FIG. 2 is an enlarged side elevational view of one of the gravel pack elements employed in the assembly of FIG. 1;
FIG. 3 is a transverse cross-sectional view through the gravel pack element of FIG. 2 taken substantially along the line 3--3 of FIG. 2;
FIG. 4 is a schematic illustration of the gravel prepack traversing a dog-leg in an inclined well bore; and
FIG. 5 is a schematic illustration of the gravel prepack installed in a subterranean producing formation.
DETAILED DESCRIPTION
Referring now in detail to the drawings and initially to FIG. 1, a gravel prepack according to the invention is indicated generally at 10. The gravel prepack 10 comprises a plurality of gravel pack elements 12 carried on an inner tube 14. As is preferred, the gravel pack elements 12 (also herein referred to as donuts) are strung onto the inner tube and are maintained axially spaced apart along the length of the inner tube by spacers 16. The alternating gravel pack elements and spacers are held together in end-to-end butted relationship by and between stop collars 18 and 20. Although any suitable means may be employed to mount the stop collars to the inner tube, preferably the stop collars are internally threaded for screwing onto externally threaded end portions 24 and 26 of the inner tube.

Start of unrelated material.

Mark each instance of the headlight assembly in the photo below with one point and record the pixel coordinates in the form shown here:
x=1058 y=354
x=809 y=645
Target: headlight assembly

The externally threaded end portions 24 and 26 also provide for connection of the inner tube 14 to other components of a production string. At the left in FIG. 1, there is shown a conventional internally threaded coupling 28 which may be used to connect the adjacent end of the inner tube to the end of an adjacent liner section in a production string.

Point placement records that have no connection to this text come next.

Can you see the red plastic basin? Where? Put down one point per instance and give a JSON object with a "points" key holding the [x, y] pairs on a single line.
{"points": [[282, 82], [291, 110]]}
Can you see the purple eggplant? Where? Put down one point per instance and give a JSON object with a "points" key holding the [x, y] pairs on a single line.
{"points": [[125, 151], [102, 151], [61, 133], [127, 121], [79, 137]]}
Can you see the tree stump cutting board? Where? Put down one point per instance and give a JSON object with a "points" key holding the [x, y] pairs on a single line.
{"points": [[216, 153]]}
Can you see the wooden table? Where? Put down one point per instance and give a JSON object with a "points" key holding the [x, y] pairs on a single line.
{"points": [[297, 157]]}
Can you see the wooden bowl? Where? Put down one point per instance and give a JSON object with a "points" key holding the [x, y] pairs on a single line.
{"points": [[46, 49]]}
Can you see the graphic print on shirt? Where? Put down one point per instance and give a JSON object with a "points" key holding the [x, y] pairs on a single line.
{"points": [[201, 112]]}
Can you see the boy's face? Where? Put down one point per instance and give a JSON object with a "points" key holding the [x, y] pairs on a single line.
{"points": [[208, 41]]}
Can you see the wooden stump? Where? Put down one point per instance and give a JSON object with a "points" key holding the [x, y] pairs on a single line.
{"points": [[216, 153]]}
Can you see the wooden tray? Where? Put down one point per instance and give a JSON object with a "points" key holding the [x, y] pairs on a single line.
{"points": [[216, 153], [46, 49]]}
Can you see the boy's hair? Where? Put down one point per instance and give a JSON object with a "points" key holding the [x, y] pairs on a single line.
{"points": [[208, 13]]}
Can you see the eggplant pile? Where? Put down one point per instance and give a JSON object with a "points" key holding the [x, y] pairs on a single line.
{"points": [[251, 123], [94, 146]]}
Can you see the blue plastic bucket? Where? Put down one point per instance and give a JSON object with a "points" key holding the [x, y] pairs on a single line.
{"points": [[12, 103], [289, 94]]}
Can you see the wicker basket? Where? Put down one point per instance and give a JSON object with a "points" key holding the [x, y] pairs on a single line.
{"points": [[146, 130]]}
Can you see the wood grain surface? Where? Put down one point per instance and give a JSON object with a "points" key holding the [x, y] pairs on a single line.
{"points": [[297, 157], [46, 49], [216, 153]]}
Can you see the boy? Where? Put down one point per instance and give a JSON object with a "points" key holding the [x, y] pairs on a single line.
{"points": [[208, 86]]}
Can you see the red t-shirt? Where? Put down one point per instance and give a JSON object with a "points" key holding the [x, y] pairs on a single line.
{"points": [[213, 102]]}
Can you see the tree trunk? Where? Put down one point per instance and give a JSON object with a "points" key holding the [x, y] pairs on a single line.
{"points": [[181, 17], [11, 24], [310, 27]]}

With additional reference to FIGS. 2 and 3, each gravel pack element 12 includes inner and outer screens 32 and 34 which extend between end caps 36 and 38. The inner and outer screens 32 and 34 are radially spaced apart and the end caps 36 and 38 are axially spaced apart to form a containment chamber 40 for filtering media and, more particularly, gravel 42. For purposes of this description, the term "gravel" is intended to encompass any granular or aggregate material used for filtering purposes in subterranean wells to control the amount of sand produced with the fluid being recovered from the subterranean formation, be it oil, gas, water or other fluid. As used herein, the term "sand" is intended to encompass sand and other fine solids that may be produced with oil, gas or water in a subterranean well.
The inner and outer screens 32 and 34 preferably are concentric to give the annular chamber 40 a cylindrical shape of uniform radial thickness. The inner and outer screens may be of any suitable type such as, for example, a perforated tube or a wire wrapped screen. Continuous slot, welded wire screens may be obtained from Johnson Screens of Scott, La. As shown, the ends of the screens are welded to the end caps 36 and 38 to form a unitary structure, although other suitable means such as support rods may be employed to hold together as a unit the components of the gravel pack element 12.
In the illustrated embodiment, the end caps 36 and 38 are in the form of annular flange plates or rings having an inner diameter sized to fit over the outer diameter of the inner tube 14. Preferably the rings 36 and 38 are sized to provide a close fit on the inner tube to preclude any significant passage of production fluids between the end caps and the inner tube. The inner screen 32 also has an inner diameter sized to fit over the inner tube. If desired, the inner screen may be spaced radially outwardly from the outer surface of the inner tube to form spaces for collection of filtered production fluid as may be desired to promote flow. The gravel retained between the screens may be loose or consolidated. In the latter case, at least one of the screens 32 and 34 and particularly the inner screen may be omitted, although usually both screens will be desired to maintain the integrity of the gravel pack element.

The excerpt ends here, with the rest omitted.